It’s not like you  _want_  to remember—god only knows it’d be easier if you could forget. If memories were just paper that you could set alight and burn to ashes, that you could shred to bits and scatter in the wind. If it were something that you could just leave on the roadside and walk away from it, and maybe someone else would take it in and take care of it and make it theirs, but you wouldn’t care as long as it wasn’t your responsibility anymore.

If you could shut your eyes and fall asleep without ever hearing his voice again; if your head was full of silence, full of light, not a shadow to be seen.

The basketball court in the park across from your house stays empty most of the winter—you can see it from your window as you’re doing your homework, doing anything that keeps you from having to think. Once, some kids start playing  _darumasan ga koronda_  on it, but then it starts to rain, so they scatter and go home. 
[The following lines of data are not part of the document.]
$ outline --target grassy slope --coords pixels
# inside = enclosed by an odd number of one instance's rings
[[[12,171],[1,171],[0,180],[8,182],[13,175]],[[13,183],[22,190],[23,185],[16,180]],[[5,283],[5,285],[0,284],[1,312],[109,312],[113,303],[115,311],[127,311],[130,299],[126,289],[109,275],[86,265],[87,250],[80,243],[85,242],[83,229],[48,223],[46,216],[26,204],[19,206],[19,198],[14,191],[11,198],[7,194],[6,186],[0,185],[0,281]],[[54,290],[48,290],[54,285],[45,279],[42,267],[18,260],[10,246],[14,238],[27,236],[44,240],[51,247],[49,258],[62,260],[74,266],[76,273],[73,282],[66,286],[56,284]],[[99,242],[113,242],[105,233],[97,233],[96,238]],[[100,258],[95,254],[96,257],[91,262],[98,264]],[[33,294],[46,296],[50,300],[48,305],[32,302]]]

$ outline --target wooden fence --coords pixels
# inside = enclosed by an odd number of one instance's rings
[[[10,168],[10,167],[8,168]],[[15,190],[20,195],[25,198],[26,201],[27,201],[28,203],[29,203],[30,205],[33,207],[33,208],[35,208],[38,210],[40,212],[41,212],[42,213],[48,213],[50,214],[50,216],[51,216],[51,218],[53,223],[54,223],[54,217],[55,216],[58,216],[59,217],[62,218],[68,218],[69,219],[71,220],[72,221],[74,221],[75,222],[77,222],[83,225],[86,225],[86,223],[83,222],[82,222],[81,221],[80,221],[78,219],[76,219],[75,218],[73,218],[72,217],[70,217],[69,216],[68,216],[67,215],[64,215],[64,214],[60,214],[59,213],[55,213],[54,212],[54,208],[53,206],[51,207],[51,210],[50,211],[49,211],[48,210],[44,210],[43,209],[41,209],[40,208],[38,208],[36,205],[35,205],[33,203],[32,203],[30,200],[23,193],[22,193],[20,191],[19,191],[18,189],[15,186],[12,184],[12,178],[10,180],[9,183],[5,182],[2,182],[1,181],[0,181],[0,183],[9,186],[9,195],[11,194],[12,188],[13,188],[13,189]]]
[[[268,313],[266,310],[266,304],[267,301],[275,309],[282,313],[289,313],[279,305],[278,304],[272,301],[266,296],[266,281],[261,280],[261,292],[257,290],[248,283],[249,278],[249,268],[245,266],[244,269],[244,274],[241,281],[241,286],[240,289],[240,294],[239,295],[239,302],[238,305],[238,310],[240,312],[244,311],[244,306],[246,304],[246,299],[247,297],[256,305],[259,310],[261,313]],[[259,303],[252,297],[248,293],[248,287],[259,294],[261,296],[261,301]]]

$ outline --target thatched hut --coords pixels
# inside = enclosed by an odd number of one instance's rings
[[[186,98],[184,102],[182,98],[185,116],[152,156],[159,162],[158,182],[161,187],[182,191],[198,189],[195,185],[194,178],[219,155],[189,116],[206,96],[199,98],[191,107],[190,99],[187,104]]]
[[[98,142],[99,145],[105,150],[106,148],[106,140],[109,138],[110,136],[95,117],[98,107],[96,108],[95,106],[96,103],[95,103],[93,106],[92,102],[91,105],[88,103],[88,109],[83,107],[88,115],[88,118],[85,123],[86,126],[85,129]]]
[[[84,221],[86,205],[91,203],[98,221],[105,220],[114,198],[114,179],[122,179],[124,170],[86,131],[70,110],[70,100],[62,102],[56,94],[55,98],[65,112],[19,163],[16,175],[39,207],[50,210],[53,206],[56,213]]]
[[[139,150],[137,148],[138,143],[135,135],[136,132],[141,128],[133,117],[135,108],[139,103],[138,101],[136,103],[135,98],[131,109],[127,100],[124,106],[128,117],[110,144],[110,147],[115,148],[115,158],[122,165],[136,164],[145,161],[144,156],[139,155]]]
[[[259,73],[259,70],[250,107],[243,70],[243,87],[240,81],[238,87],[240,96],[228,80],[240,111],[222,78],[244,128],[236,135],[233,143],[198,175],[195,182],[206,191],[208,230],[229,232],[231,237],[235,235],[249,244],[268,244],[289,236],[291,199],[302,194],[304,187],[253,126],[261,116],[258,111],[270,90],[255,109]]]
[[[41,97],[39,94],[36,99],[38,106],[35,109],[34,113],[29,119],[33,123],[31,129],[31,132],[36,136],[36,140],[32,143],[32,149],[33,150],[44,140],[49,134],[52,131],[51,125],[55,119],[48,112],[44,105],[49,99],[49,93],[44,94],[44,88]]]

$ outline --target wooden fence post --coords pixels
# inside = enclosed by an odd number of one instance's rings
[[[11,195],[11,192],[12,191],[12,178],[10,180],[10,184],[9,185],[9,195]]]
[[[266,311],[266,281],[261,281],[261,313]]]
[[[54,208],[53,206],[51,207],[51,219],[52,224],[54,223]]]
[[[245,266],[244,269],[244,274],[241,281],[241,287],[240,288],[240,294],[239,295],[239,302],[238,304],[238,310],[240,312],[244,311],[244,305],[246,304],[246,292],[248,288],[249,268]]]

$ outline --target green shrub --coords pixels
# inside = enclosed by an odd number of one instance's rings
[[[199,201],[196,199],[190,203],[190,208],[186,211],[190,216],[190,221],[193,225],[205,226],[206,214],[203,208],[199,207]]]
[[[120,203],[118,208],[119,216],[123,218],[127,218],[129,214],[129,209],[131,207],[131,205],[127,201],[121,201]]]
You shut the window as rain splashes against the pane, the dreary sound of it buzzing in your ears like static from an old radio. A little bit of water never stopped the two of you from playing, you think to yourself—but then again, when you were with him, you were invincible. Alone, you’re just a kid who knows how to pass, with no one to pass to. A pointless existence; a weak person who couldn’t do the slightest thing for someone important to him. A boy with a handful of memories and a hole in his heart… a shadow, a sound heard at the end of the hall, only to be forgot.

*

Some things that you find in your room, afterwards:

a sheet of lined paper, complete with stick-men diagrams, from the time he tried to explain zone defense to you. (In retrospect maybe Momoi might’ve been a better choice, but it wasn’t really an  _explanation_  you wanted. Not really.)

a dusty jewel case for Street Fighter Alpha 3, next to your old Playstation. He’d mentioned wanting to play it again, and you scoured the used games section at half a dozen shops before finding it. You never did end up playing it, though; it sat next to your TV for months until eventually you put it away.

The spare futon, on the other hand, stays in your closet, rolled up and out of sight. You won’t be needing it now; you’ve half a mind to toss it out.

The last time you had it out was months ago, and it was awful. He was sullen and withdrawn, too caught up in his bitterness to enjoy himself. You lay in bed for a while, staring at the ceiling, then crawled down to join him upon it. His back was to you, solid, a wall between you. You pressed your forehead it, between his shoulders, willing him to understand, praying for some trace of your feelings to reach him. If this was a story with a happy ending maybe he would have heard you, turned around and laughed and become his old self again, but it’s not. You fell asleep like that, pressed up against him, and when you awoke, he had already left.

*

There were other things he left behind, too—the muscle memory that carries you past the convenience store on your way home, or through the magazine aisle in the bookstore when you’re only there to find a light novel. The feel of the ridges of his knuckles against yours; not bony, just a little damp with perspiration. (His skin was always warm; it was the sort of heat generated by a body constantly in motion.) The sound of his laughter, the weight of it a burden when it disappeared from your life with him. A sick feeling in your gut, like waking up from a nightmare only to find yourself in another one, or like swallowing too much water, but still drinking more. You wonder if this will end or if the agony of it will just stretch on forever, winding you tighter and tighter until you snap.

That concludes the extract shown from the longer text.